Do you want to stay married? No one would hold it against you if you give up on a cheater. But it's up to you. If you decide to stay, I advise you to snoop longer - install a keylogger on her computer, print out the phone records and keep them outside your house, put a voice-activated recorder under the seat of her car - and gather the evidence. Once you have it, get the contact information for the other man - his parents, siblings, etc. - and your wife's family and friends, and sit down and call all of them at at one time. Ask for help. Expose the affair. 

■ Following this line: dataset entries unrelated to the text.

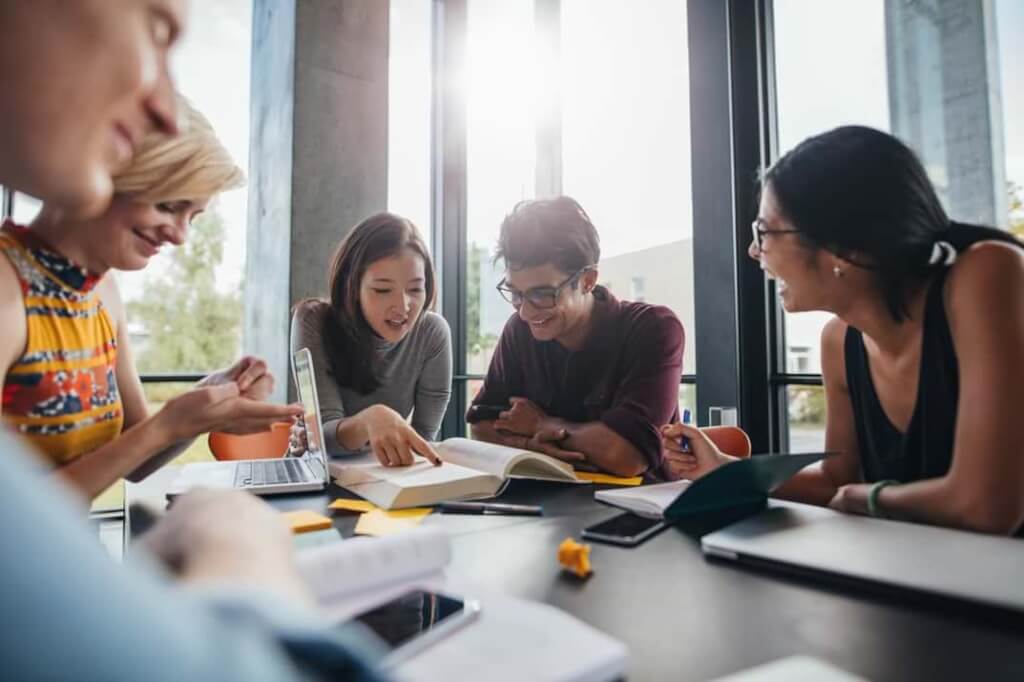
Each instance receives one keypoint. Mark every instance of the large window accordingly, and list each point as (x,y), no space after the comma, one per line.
(943,77)
(501,96)
(551,110)
(410,92)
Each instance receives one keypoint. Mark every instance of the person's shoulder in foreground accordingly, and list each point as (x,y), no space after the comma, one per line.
(112,622)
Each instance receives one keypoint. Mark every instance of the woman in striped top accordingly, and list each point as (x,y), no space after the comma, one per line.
(71,386)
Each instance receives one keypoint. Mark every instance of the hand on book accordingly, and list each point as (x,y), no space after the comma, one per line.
(700,456)
(392,440)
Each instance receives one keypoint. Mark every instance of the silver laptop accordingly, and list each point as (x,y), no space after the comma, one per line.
(958,564)
(272,476)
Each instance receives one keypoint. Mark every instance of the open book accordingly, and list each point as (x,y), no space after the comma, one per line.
(472,469)
(739,483)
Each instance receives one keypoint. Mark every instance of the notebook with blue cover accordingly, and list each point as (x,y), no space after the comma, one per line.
(745,482)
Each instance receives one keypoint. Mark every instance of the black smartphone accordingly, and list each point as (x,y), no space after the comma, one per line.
(484,413)
(627,529)
(416,620)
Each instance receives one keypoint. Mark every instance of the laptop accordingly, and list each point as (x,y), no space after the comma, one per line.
(795,538)
(272,476)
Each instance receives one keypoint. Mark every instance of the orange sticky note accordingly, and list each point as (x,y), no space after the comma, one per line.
(305,520)
(608,478)
(359,506)
(380,522)
(574,557)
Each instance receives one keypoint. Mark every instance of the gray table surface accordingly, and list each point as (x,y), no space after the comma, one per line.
(685,617)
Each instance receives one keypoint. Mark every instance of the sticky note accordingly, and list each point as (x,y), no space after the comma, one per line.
(352,505)
(305,520)
(379,522)
(607,478)
(574,557)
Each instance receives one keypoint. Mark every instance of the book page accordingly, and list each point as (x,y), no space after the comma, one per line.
(360,564)
(477,455)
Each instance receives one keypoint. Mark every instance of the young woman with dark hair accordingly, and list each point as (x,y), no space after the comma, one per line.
(379,352)
(924,363)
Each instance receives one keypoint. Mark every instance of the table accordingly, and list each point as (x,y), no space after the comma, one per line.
(685,617)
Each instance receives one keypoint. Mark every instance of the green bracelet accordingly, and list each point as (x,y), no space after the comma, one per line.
(872,497)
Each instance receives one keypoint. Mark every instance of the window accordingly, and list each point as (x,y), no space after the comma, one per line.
(943,77)
(410,91)
(551,110)
(500,85)
(626,145)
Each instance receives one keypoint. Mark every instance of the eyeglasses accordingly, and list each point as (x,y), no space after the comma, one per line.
(759,230)
(539,297)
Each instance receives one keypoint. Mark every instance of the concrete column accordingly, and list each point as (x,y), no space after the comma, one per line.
(944,100)
(318,153)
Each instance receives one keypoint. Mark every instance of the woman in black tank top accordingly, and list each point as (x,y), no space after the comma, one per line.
(924,363)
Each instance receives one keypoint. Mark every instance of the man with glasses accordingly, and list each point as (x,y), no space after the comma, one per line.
(578,374)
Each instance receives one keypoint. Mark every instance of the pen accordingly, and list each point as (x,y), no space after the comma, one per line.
(484,508)
(683,440)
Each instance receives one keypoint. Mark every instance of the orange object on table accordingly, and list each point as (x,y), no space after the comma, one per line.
(263,445)
(574,557)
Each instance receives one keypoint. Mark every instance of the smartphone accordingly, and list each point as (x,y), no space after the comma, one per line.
(628,529)
(416,620)
(483,413)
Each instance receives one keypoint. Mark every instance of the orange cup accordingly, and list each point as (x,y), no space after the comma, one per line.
(263,445)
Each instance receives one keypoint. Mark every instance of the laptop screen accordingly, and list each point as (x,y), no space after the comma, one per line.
(306,386)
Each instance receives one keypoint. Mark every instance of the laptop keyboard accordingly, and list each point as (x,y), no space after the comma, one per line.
(269,473)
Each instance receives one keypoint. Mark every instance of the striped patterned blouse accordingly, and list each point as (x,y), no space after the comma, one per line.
(60,394)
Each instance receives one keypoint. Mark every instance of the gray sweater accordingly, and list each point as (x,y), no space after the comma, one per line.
(415,374)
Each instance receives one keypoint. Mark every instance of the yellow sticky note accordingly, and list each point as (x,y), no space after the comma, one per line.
(305,520)
(352,505)
(574,557)
(606,478)
(380,522)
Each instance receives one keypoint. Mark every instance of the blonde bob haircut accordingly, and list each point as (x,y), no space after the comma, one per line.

When she gets mad, and she will, calmly tell her your marriage can't survive a third person. That, if she is willing to cut off all contact with this person, you are willing to stay married to her. But you will have to have access to all her passwords, you'll have to know where she is, etc. until she has gained back your trust.

YOU have to do this from a position of power - not of fear of losing her. You already lost her; but you can get her back. If YOU stay strong. Women respond best to strength in men, not weakness. This is your best shot.


----------



## turnera (Jan 22, 2010)

Carefulthoughts said:


> Oh and btw I do spend as much time as I can with her. I cook for her . I am working on doing more housework by myself and with her. Hell I even came up with the idea of walking her puppy every day. I am there for her but don't think that thought is reversed.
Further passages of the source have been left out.